Jumat, 14 Agustus 2020

(HALTE SERIES-LIMA) : Jum'at, A Conversation, Ervi's book

 Semenjak peristiwa kemarin, Dirga memutuskan untuk tidak bersekolah. Ia ingin mengistirahatkan sejuta pemikirannya dan berbagai rasa penasarannya, yang sedikit demi sedikit terbayar. Jum’at merupakan hari libur bagi anak-anak panti yang masih memiliki keluarga, memang tidak semua anak Panti Cahaya Ibu terlahir dengan kondisi orang tua mereka yang menelantarkan, namun ada yang masih memiliki orang tua tetapi, mereka hidup dalam kondisi yang kurang mampu, dan ada juga orang tua yang sakit-sakitan, sehingga banyak yang terpaksa menitipkan anaknya di panti ini bahkan sedari mereka kecil.

Secara otomatis Panti Cahaya Ibu menjadi kurang penghuninya, Dirga menuju ruang kemarin yang ditemuinya di ujung koridor bawah, yang berisi lukisan. Namun, kondisinya sudah terkunci dan tertutup rapat. Berbeda saat pertama kali Ia temui yang tak dikunci dan mudah sekali Dirga buka.

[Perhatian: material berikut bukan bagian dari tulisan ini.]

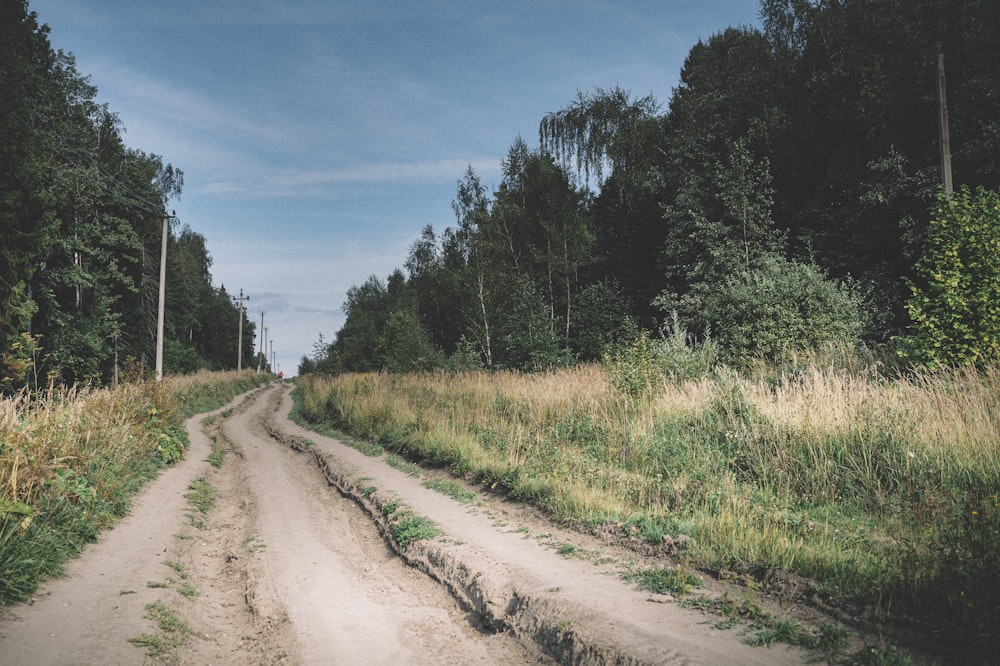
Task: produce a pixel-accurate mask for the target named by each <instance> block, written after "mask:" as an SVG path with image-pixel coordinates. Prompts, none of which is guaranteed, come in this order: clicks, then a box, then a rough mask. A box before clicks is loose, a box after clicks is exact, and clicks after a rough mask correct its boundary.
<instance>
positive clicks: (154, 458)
mask: <svg viewBox="0 0 1000 666" xmlns="http://www.w3.org/2000/svg"><path fill="white" fill-rule="evenodd" d="M260 381H261V380H260V376H259V375H254V374H253V373H243V374H242V375H237V374H236V373H231V374H228V375H226V374H215V375H212V374H207V373H204V374H201V375H196V376H191V377H183V378H168V379H166V380H164V382H163V383H153V382H149V383H143V384H126V385H122V386H120V387H118V388H115V389H96V388H87V389H84V388H72V389H68V388H62V389H60V388H56V387H53V388H51V389H48V390H46V391H41V392H37V393H32V392H28V391H25V390H22V391H21V392H19V393H17V394H16V395H14V396H12V397H9V398H2V399H0V572H2V574H3V575H0V605H5V604H9V603H12V602H14V601H18V600H25V599H28V598H30V596H31V594H32V593H33V592H34V590H35V589H36V587H37V586H38V584H39V583H40V582H41V581H42V580H44V579H46V578H49V577H51V576H54V575H57V574H58V573H60V571H61V569H62V564H63V562H65V561H66V560H67V559H69V558H70V557H72V556H74V555H76V554H77V553H79V551H80V550H81V549H82V548H83V547H84V545H85V544H87V543H89V542H91V541H93V540H94V539H96V538H97V536H98V534H99V533H100V532H101V531H102V530H104V529H107V528H109V527H110V526H112V525H113V524H114V523H115V522H116V521H117V520H118V519H119V518H121V517H122V516H123V515H125V513H126V512H127V511H128V505H129V501H130V499H131V497H132V496H133V495H134V494H135V493H136V492H138V490H139V489H140V488H141V486H142V484H143V483H145V482H146V481H147V480H149V479H151V478H152V477H153V476H155V475H156V473H157V471H158V470H159V469H160V468H161V467H162V466H163V465H166V464H170V463H171V462H173V461H176V460H177V459H178V458H179V457H180V456H181V455H183V453H184V451H185V449H186V447H187V433H186V431H185V430H184V429H183V428H182V427H181V423H182V421H183V420H184V419H185V418H187V417H189V416H191V415H193V414H194V413H198V412H201V411H208V410H211V409H214V408H216V407H219V406H221V405H222V404H224V403H225V402H227V401H229V400H230V399H231V398H232V397H233V396H234V395H236V394H238V393H241V392H243V391H246V390H248V389H249V388H251V387H253V386H255V385H259V383H260Z"/></svg>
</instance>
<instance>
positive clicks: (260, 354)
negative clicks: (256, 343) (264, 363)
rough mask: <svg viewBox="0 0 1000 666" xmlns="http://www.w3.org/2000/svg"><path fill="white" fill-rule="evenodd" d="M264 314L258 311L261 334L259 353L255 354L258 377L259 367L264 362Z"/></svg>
mask: <svg viewBox="0 0 1000 666" xmlns="http://www.w3.org/2000/svg"><path fill="white" fill-rule="evenodd" d="M265 314H266V313H265V312H264V311H263V310H261V311H260V332H261V336H260V353H259V354H257V374H258V375H259V374H260V367H261V365H262V364H263V362H264V335H263V334H264V330H265V329H264V315H265Z"/></svg>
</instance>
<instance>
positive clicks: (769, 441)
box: [299, 337, 1000, 663]
mask: <svg viewBox="0 0 1000 666" xmlns="http://www.w3.org/2000/svg"><path fill="white" fill-rule="evenodd" d="M639 339H640V340H641V339H642V338H641V337H640V338H639ZM656 346H657V345H656V341H653V340H649V339H648V338H647V339H646V341H645V343H644V344H642V345H637V346H636V350H635V352H633V353H636V352H641V353H642V354H638V353H636V355H637V356H639V357H640V358H641V359H643V360H644V362H645V363H646V365H648V366H649V367H654V368H655V367H656V365H655V362H654V361H655V358H656V356H655V354H654V353H653V350H655V349H656ZM863 361H864V359H857V360H855V361H854V362H846V361H845V362H840V363H837V364H835V365H832V364H828V365H824V366H817V365H812V366H810V365H806V364H799V365H795V366H794V367H790V366H788V365H781V366H776V367H774V368H773V369H772V371H771V372H770V373H762V372H760V370H759V368H754V369H753V372H754V374H752V375H751V374H749V373H743V372H738V371H733V370H728V369H725V368H721V367H716V368H715V369H714V370H713V371H712V372H710V373H707V374H701V375H698V376H696V377H693V378H692V379H689V380H687V381H679V380H671V381H664V380H665V378H666V376H665V375H664V374H662V370H658V371H657V372H656V374H655V375H653V376H654V377H655V379H653V380H651V381H655V382H656V384H655V389H653V390H651V391H649V393H647V394H646V396H645V398H644V399H642V400H622V399H621V395H622V393H621V391H620V389H619V388H617V387H616V385H615V381H616V380H614V379H613V372H614V371H615V370H614V369H608V370H605V369H604V368H602V367H600V366H580V367H575V368H572V369H563V370H558V371H554V372H546V373H537V374H531V375H526V374H523V373H515V372H510V373H496V372H494V373H490V374H485V373H457V374H445V373H441V374H437V375H433V376H428V375H421V376H415V375H393V374H388V373H383V374H378V375H368V376H366V377H358V376H352V375H345V376H342V377H338V378H327V379H323V380H320V379H317V378H314V379H308V378H307V379H303V381H302V382H301V385H300V386H301V389H302V395H301V396H300V397H299V399H300V400H301V404H302V411H303V414H304V416H306V418H307V419H310V420H317V421H324V420H325V421H330V420H334V421H335V422H336V424H337V426H338V427H340V428H342V429H345V430H348V431H350V432H354V433H356V434H358V435H364V436H365V437H369V438H372V439H376V440H379V441H383V442H386V446H387V448H390V449H392V450H393V451H395V452H397V453H398V454H400V455H405V456H407V457H408V458H409V459H411V460H416V461H424V462H428V463H430V464H433V465H435V466H438V467H441V468H446V469H450V470H452V472H453V473H454V474H456V476H460V477H462V478H464V479H465V480H467V481H473V482H476V483H481V484H483V485H484V486H485V487H488V488H491V489H493V490H494V491H498V492H505V493H507V494H509V495H510V496H511V497H513V498H516V499H519V500H521V501H527V502H532V503H534V504H536V505H537V506H539V507H540V508H541V509H542V510H544V511H546V512H547V513H549V515H551V516H552V517H553V518H555V519H557V520H559V521H562V522H565V523H570V524H576V525H579V526H581V527H583V528H587V529H608V526H609V525H610V526H622V525H624V526H625V528H624V529H627V530H629V532H628V533H629V534H631V535H634V536H637V537H638V536H640V535H642V534H648V536H650V537H655V538H654V539H653V540H654V541H655V542H657V543H660V544H667V546H666V547H668V548H671V549H674V548H680V549H681V550H682V552H683V557H684V562H685V566H689V567H699V568H701V567H708V568H710V569H712V570H714V571H717V572H720V575H722V576H723V577H725V576H727V575H729V576H732V577H736V578H740V579H743V578H746V579H748V580H750V581H751V582H752V583H753V584H754V585H759V586H766V585H769V581H771V580H774V579H775V578H776V577H777V578H781V576H782V574H781V573H780V572H785V573H789V574H795V575H796V576H798V577H801V580H802V581H803V583H802V584H803V586H804V588H803V589H804V592H803V593H804V594H812V593H814V592H815V593H818V594H821V595H823V596H824V598H826V599H828V600H829V602H830V603H834V604H841V603H843V604H852V605H854V606H858V605H860V606H862V607H864V608H865V609H866V610H865V612H866V613H871V614H872V616H878V617H880V618H882V620H881V622H882V626H883V627H884V628H886V630H887V631H889V630H891V629H892V627H893V626H894V625H895V623H896V622H901V623H904V624H905V623H910V622H915V623H917V626H919V627H921V628H927V629H928V630H934V631H935V632H937V633H936V635H937V636H938V637H939V640H938V647H940V648H941V649H942V650H944V651H950V658H955V656H956V655H961V657H963V658H964V657H968V659H965V661H969V662H970V663H980V662H982V661H984V660H987V659H988V655H990V654H992V653H991V652H990V650H995V648H996V646H997V645H998V644H1000V643H998V642H1000V636H998V635H997V632H996V627H991V626H989V621H990V620H991V619H992V618H993V617H995V615H996V589H997V587H996V586H997V584H998V583H997V581H996V571H997V570H998V567H1000V564H998V563H997V562H996V553H997V552H1000V544H998V543H997V538H998V536H1000V531H998V529H997V519H998V517H1000V513H998V511H997V500H996V497H997V487H996V480H997V478H1000V469H998V468H997V461H998V460H1000V451H998V448H997V447H998V440H997V438H996V432H997V428H998V423H997V415H998V414H1000V403H998V400H1000V385H998V381H1000V374H998V373H997V370H996V368H995V367H993V366H988V367H987V368H984V369H982V370H977V369H976V368H975V367H966V368H963V369H961V370H955V371H949V372H942V373H935V374H929V373H928V374H920V375H893V376H892V377H889V376H884V375H880V374H878V366H877V365H872V364H870V363H867V362H863ZM630 367H631V366H630ZM758 375H760V376H758ZM626 386H629V385H628V384H626ZM642 390H646V389H642ZM786 629H789V627H777V628H775V629H774V631H777V632H784V631H785V630H786ZM795 633H796V636H797V638H796V640H800V639H801V640H803V641H805V642H804V643H803V644H805V645H809V646H814V644H815V648H816V649H821V645H820V643H821V642H826V643H828V645H827V647H825V648H822V649H826V650H830V649H832V648H833V643H835V642H836V641H835V639H836V636H828V637H827V638H823V636H822V635H821V636H818V637H817V636H814V635H809V636H804V635H798V633H797V632H795ZM764 639H766V640H775V638H774V637H772V635H771V634H762V635H761V640H764Z"/></svg>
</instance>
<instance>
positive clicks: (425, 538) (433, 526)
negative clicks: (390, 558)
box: [392, 516, 441, 551]
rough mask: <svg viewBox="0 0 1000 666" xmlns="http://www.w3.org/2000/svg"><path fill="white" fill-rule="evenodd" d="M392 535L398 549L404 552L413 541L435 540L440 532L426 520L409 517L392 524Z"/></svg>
mask: <svg viewBox="0 0 1000 666" xmlns="http://www.w3.org/2000/svg"><path fill="white" fill-rule="evenodd" d="M392 533H393V537H394V538H395V539H396V543H397V544H398V545H399V549H400V550H404V551H405V550H406V549H407V548H408V547H409V545H410V544H411V543H413V542H414V541H419V540H421V539H435V538H437V537H438V536H440V535H441V530H440V529H439V528H438V526H437V525H435V524H434V523H433V522H431V521H430V520H428V519H426V518H421V517H419V516H411V517H409V518H404V519H402V520H400V521H399V522H397V523H394V524H393V526H392Z"/></svg>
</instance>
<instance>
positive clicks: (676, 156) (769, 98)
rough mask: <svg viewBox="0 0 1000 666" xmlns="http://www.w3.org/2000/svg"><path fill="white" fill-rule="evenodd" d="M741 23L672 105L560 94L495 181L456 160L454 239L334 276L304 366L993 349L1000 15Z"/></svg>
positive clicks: (400, 366) (939, 352) (995, 317)
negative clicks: (943, 156) (396, 262)
mask: <svg viewBox="0 0 1000 666" xmlns="http://www.w3.org/2000/svg"><path fill="white" fill-rule="evenodd" d="M759 15H760V28H756V27H730V28H727V29H725V30H723V31H721V32H719V33H717V34H715V35H713V36H712V37H710V38H709V39H707V40H705V41H700V42H698V43H697V44H695V45H694V46H693V47H692V48H691V50H690V52H689V54H688V56H687V58H686V61H685V63H684V66H683V69H682V71H681V72H680V81H679V84H678V85H677V86H676V87H675V88H674V89H673V92H672V94H671V96H670V99H669V100H667V101H666V104H665V106H664V105H663V104H662V103H661V101H660V100H656V99H653V98H652V97H650V96H646V97H636V96H634V95H633V94H632V93H631V92H630V91H627V90H622V89H619V88H611V89H600V88H598V89H595V90H593V91H591V92H579V93H578V95H577V98H576V99H573V100H571V101H569V103H568V104H567V105H566V106H565V107H564V108H562V109H560V110H556V111H553V112H551V113H548V114H547V115H545V116H544V117H543V118H542V119H541V120H540V122H539V131H538V144H537V147H531V146H529V144H528V142H527V141H526V140H525V139H524V138H522V137H516V138H515V139H514V141H513V143H512V145H511V146H510V149H509V151H508V152H507V154H506V155H505V156H503V157H502V158H501V160H500V162H501V166H502V177H501V178H500V182H499V183H498V184H497V185H496V186H495V187H490V188H488V187H487V186H485V185H484V184H483V182H482V181H481V180H480V178H479V177H478V175H477V174H476V173H475V172H474V170H473V169H472V168H471V167H470V168H469V169H468V170H467V171H466V173H465V174H463V175H461V178H460V179H459V180H458V182H457V188H456V194H455V197H454V200H453V202H452V207H453V209H454V212H455V222H454V225H453V226H449V227H447V228H445V229H443V230H441V231H437V230H435V229H434V228H433V226H427V227H426V228H425V229H424V230H423V233H422V234H421V235H420V237H419V238H418V240H417V241H416V242H414V243H413V245H412V247H411V249H410V252H409V255H408V257H407V258H406V261H405V265H404V267H402V268H399V269H397V270H395V271H393V272H392V274H391V275H389V276H387V277H386V278H384V279H383V278H381V277H379V276H376V275H372V276H370V277H369V278H368V279H367V280H366V281H364V282H363V283H362V284H360V285H355V286H354V287H352V288H351V289H350V290H349V292H348V294H347V300H346V302H345V303H344V306H343V309H344V312H345V314H346V315H347V319H346V321H345V323H344V325H343V327H342V328H341V329H340V330H339V331H337V332H336V335H335V337H334V339H333V340H332V342H327V341H326V340H324V339H323V338H322V336H321V337H320V340H319V341H318V342H317V343H316V345H315V347H314V351H313V353H312V354H311V355H309V356H306V357H303V358H302V360H301V364H300V368H299V372H300V373H303V374H304V373H309V372H319V373H333V374H335V373H339V372H349V371H361V372H365V371H371V370H380V369H385V370H389V371H420V370H428V369H433V368H442V367H446V368H447V367H450V368H485V369H513V370H526V371H530V370H539V369H547V368H553V367H558V366H565V365H570V364H574V363H577V362H586V361H591V360H596V359H599V358H601V356H602V354H605V353H606V352H607V350H608V349H610V348H613V347H614V345H615V344H616V343H618V344H620V343H624V342H631V341H635V340H637V339H640V338H642V337H643V336H648V337H651V338H654V339H655V338H662V339H667V338H670V339H674V340H676V339H678V338H680V339H682V340H683V341H684V344H685V345H687V346H689V347H690V348H692V349H695V350H699V351H700V352H705V353H708V354H709V355H711V356H713V357H716V358H718V359H719V360H720V361H723V362H726V363H730V364H735V365H739V364H742V363H746V362H748V361H749V360H751V359H770V360H776V359H780V358H781V357H782V356H784V355H787V354H789V353H791V352H795V351H801V350H817V349H823V348H829V347H831V346H832V347H841V348H843V347H851V348H858V347H864V348H867V349H872V350H878V351H879V353H880V354H882V355H883V356H884V357H885V358H889V359H895V360H897V361H900V362H904V363H914V364H921V365H927V366H930V367H934V366H936V365H953V364H964V363H975V364H981V363H985V362H990V361H992V360H995V359H997V358H998V356H1000V339H998V335H1000V314H998V312H997V308H996V305H995V304H996V303H997V302H1000V259H998V257H1000V252H998V251H997V248H998V247H1000V240H998V239H1000V215H998V212H997V211H998V210H1000V208H998V201H1000V198H998V194H997V190H998V188H1000V163H998V160H997V155H998V154H1000V59H998V58H996V57H993V56H991V55H990V54H997V53H1000V6H998V4H997V3H995V2H987V1H985V0H947V1H944V0H906V1H905V2H904V1H901V0H877V1H872V0H820V1H815V0H762V1H761V4H760V13H759ZM939 59H940V60H943V63H944V71H945V73H946V74H945V76H944V77H943V79H944V81H945V82H946V85H945V91H946V92H945V100H946V107H945V108H946V110H947V119H948V122H947V128H948V134H947V136H948V137H949V140H950V141H949V144H950V153H949V157H950V164H951V170H952V173H953V181H954V183H955V192H954V194H948V193H945V192H944V191H943V188H942V185H941V183H942V164H943V160H942V151H941V145H942V141H941V131H940V123H939V115H940V112H939V110H940V105H939V94H938V80H939V78H940V77H939V73H938V67H939ZM667 74H668V73H667V72H665V73H664V75H665V76H666V75H667ZM491 190H492V191H491ZM404 269H405V270H404Z"/></svg>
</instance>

Akhirnya Dirga putuskan untuk naik ke Balkon panti, kali ini balkon tak diisi oleh satu pun orang. Setiap orang bersekolah dan memiliki agenda mereka masing-masing. Dirga yang bingung dan bosan, membuatnya melihat dinding-dinding balkon yang ditulis dengan berbagai cita-cita penghuni panti, ya penghuni panti dari era ke era.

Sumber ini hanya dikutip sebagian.